この制度は14年度から5か年に限って実施されますが、市は約65億円の同貸付金のうち対象となる29億円について15年度から4年間の適用を受けると、普通会計で2億1000万円、下水道特別会計で1000万円の計2億2000万円の利息が軽減できるとしています。
しかし、5年間の収支見通しは景気低迷による税収の落ち込みや、地方交付税収入を現行制度の存続を前提として見込んでいるなど不確定要素が多く、また、人件費を大きく絞り込んでいます。さらに、これらの数字は市が同種の資料を出すたびに大きく変更されていることも特徴です。(参考資料=平成13年6月議会配布「長期財政運営の見通しと目標」)
市民病院基本構想(素案)は、昨年の9月より医師会・歯科医師会・薬剤師会の代表、学者・知識人など八人による八回の検討会議を経て出された報告書を踏まえ、市が策定したもので、「心のかよう医療を行い、信頼される病院」を存立基盤として、市民病院が果たすべき役割・機能や将来構想を明らかにしていますが、病床数を300程度に減らす(現在434床)ことや、公営企業方法の全部適用、PFI方式と呼ばれる民間活力の導入の検討など、慎重な取り扱いが必要なものも盛り込まれ、建て替えの時期も不明確です。
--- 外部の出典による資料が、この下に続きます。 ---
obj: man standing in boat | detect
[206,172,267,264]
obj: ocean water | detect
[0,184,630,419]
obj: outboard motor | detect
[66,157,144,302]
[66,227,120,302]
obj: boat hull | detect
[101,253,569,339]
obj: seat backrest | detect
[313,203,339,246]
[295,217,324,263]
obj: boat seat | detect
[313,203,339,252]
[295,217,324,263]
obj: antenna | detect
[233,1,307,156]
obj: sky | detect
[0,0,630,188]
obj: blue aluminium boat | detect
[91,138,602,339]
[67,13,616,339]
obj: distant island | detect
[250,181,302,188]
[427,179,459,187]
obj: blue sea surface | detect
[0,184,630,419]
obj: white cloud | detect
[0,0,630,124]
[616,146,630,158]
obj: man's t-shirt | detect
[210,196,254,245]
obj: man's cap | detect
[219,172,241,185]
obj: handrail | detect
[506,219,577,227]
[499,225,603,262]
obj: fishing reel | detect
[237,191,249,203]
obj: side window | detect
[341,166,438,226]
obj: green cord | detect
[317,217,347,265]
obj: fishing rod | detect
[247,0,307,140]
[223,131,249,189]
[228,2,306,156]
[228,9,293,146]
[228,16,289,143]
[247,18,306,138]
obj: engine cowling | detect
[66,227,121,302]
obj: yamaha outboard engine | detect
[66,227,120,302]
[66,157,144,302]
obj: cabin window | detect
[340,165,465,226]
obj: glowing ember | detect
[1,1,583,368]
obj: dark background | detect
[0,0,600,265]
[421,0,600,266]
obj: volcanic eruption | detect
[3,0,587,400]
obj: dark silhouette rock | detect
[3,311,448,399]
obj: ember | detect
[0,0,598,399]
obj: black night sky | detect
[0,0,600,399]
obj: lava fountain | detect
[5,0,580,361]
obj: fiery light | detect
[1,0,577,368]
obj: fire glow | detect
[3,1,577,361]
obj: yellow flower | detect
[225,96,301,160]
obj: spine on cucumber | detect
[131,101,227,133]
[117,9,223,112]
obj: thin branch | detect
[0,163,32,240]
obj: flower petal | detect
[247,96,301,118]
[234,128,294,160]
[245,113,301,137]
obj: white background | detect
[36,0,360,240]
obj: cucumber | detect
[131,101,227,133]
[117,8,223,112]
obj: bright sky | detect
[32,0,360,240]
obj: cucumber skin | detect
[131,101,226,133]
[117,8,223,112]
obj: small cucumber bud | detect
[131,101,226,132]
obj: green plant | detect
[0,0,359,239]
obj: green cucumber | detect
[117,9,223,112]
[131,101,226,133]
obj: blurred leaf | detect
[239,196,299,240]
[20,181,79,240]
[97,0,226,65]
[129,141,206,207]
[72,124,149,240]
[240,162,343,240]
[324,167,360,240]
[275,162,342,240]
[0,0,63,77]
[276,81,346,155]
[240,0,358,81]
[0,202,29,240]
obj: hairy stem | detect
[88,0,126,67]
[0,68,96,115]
市は、基本構想素案を好評し、2月21日から3月14日まで市民の意見を募集します。
「市民病院基本構想」所管の総務委員協議会への
報告を撤回、関連の厚生委員協議会にのみ説明
本紙前号で2月20日の総務委員協議会について、事前に説明を受けた内容でお知らせしていました(編集は17日)が、「市民病院の基本構想」については、市長の出席を求めたところ20日朝に突然市長から議長に対し撤回の申し出があり、議長はこれを了承しました。基本構想の担当は総務常任委員会所管の企画財政部であるにもかかわらず、同日開かれた市民病院所管の厚生委員協議会にのみ報告されたため、総務常任委員長(紀氏議員)は、21日、議長に抗議しました。
★訂正とお詫び
本記事中、「普通会計で2億1000万円、下水道特別会計で1000万円の計2億2000万円の利息が軽減できるとしています。」を「普通会計で1億1000万円、下水道特別会計で1億円の計2億2000万円の利息が軽減できるとしています。」に訂正しお詫びします。